Division of Pharmacology and Vascular Medicine, Department of Internal Medicine, Erasmus MC, University Medical Centre, Rotterdam, The Netherlands.
Exp Eye Res. 2019 Sep;186:107680. doi: 10.1016/j.exer.2019.05.020. Epub 2019 May 23.
The renin-angiotensin-aldosterone system (RAAS) plays a pivotal role in the regulation of blood pressure and body fluid homeostasis and is a mainstay for the treatment of cardiovascular and renal diseases. Angiotensin II and aldosterone are the two most powerful biologically active products of the RAAS, inducing all of the classical actions of the RAAS including vasoconstriction, sodium retention, tissue remodeling and pro-inflammatory and pro-fibrotic effects. In recent years, new components of the RAAS have been discovered beyond the classical pathway that have led to the identification of depressor or so-called protective RAAS pathways and the development of novel therapies targeting this system. Moreover, dual inhibitors which block the RAAS and other systems involved in the regulation of blood pressure or targeting upstream of angiotensin II by selectively deleting liver-derived angiotensinogen, the precursor to all angiotensins, may provide superior treatment for cardiovascular and renal diseases and revolutionize RAAS-targeting therapy.
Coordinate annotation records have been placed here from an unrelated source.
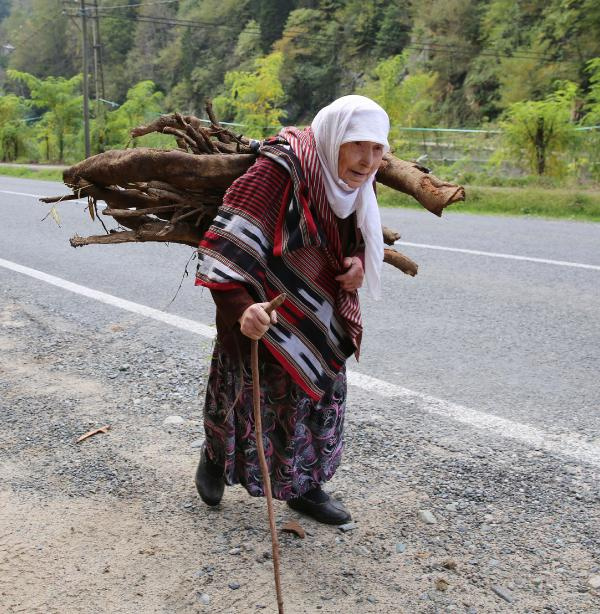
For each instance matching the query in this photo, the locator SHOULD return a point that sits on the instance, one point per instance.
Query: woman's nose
(366, 157)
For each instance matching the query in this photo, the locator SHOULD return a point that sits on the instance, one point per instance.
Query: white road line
(568, 444)
(38, 196)
(21, 194)
(476, 252)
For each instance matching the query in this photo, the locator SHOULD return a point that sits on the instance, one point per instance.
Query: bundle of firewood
(173, 195)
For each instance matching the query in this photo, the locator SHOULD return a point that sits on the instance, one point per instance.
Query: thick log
(427, 189)
(151, 231)
(182, 170)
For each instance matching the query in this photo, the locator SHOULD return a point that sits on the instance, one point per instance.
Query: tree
(310, 73)
(44, 40)
(407, 98)
(60, 102)
(272, 15)
(541, 130)
(15, 134)
(255, 98)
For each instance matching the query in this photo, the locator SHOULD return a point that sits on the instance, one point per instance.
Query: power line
(417, 45)
(128, 6)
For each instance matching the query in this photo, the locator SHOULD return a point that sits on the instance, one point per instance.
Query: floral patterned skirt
(303, 439)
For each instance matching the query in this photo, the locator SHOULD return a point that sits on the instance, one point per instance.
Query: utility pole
(98, 71)
(86, 109)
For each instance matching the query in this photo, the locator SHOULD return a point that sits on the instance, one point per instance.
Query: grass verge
(44, 174)
(562, 203)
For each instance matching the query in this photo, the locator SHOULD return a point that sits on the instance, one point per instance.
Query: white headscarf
(354, 118)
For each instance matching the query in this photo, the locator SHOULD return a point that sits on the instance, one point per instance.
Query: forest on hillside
(527, 69)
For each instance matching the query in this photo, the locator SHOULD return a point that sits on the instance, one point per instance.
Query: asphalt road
(476, 399)
(515, 339)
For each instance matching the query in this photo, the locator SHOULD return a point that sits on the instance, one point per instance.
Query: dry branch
(408, 177)
(182, 190)
(400, 261)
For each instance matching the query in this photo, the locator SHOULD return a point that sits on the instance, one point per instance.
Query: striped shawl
(290, 244)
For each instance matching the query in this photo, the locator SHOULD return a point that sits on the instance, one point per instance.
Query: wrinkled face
(358, 160)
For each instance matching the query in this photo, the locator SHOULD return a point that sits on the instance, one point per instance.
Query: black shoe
(209, 479)
(319, 505)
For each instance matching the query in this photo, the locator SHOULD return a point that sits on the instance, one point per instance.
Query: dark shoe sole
(329, 512)
(210, 487)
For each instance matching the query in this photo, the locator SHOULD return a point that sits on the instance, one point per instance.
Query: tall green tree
(143, 104)
(45, 41)
(310, 73)
(538, 132)
(255, 98)
(60, 102)
(15, 133)
(271, 17)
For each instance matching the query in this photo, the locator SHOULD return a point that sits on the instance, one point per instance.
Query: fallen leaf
(293, 527)
(449, 564)
(55, 216)
(102, 429)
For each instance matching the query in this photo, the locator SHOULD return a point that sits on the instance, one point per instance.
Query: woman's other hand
(352, 279)
(255, 321)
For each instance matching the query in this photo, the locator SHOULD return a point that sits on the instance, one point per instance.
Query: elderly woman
(303, 220)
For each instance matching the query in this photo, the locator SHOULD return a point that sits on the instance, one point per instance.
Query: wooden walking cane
(274, 304)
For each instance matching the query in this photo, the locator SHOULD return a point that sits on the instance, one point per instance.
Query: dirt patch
(114, 524)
肾素-血管紧张素-醛固酮系统(RAAS)在调节血压和体液平衡方面发挥着关键作用,是治疗心血管和肾脏疾病的主要方法。血管紧张素 II 和醛固酮是 RAAS 中两种最强大的生物活性产物,可引起 RAAS 的所有经典作用,包括血管收缩、钠潴留、组织重塑以及促炎和促纤维化作用。近年来,除了经典途径之外,还发现了 RAAS 的新成分,从而确定了降压或所谓的保护性 RAAS 途径,并开发了针对该系统的新型治疗方法。此外,双重抑制剂可阻断 RAAS 以及其他参与血压调节的系统,或者通过选择性地从肝脏中去除血管紧张素原(所有血管紧张素的前体)来靶向血管紧张素 II 的上游,这可能为心血管和肾脏疾病提供更好的治疗方法,并彻底改变 RAAS 靶向治疗。